En la plaza de toros de Colonia del Sacramento, un escenario se convierte en el corazón pulsante de una noche que, pese a los intentos de explicarla, “no es una ciencia exacta”. El sonido de un audio de WhatsApp, tan cotidiano y cercano, da comienzo al show. Una voz con acento venezolano nos introduce en un viaje por el amor y la ciencia que lo envuelve. Mas que una introducción, es una invitación a sumergirse en un mundo donde la música y la poesía se entrelazan de manera sublime. Se trata de Alejandra Melfo, astrofísica y prima de Jorge Drexler, quién da apertura a “El plan maestro”.

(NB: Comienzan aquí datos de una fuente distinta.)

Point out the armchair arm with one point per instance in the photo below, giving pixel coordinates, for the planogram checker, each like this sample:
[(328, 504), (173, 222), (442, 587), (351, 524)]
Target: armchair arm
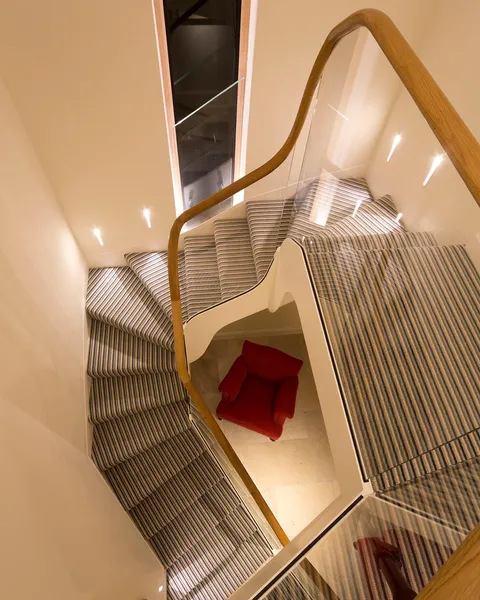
[(284, 406), (233, 380)]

El escenario, bañado en una luz tenue, acoge a un Drexler relajado, vestido de blanco, envuelto en los aplausos modestos de quienes temen romper el clima que reina en la plaza . La música llena el espacio con una riqueza que desafía la sencillez de la puesta en escena. Las estrellas, con Orión a la cabeza, parecen asomarse desde su platea celestial, testigos silentes de la magia que se despliega.
“Tiempo y tinta” es la excusa para visitar nuevos lugares, volver a otros, y reencontrarse con su público. Es una exploración, una búsqueda de significados nuevos y antiguos, un diálogo con el amor en todas sus formas. Es la eterna búsqueda de la mirada ingenua.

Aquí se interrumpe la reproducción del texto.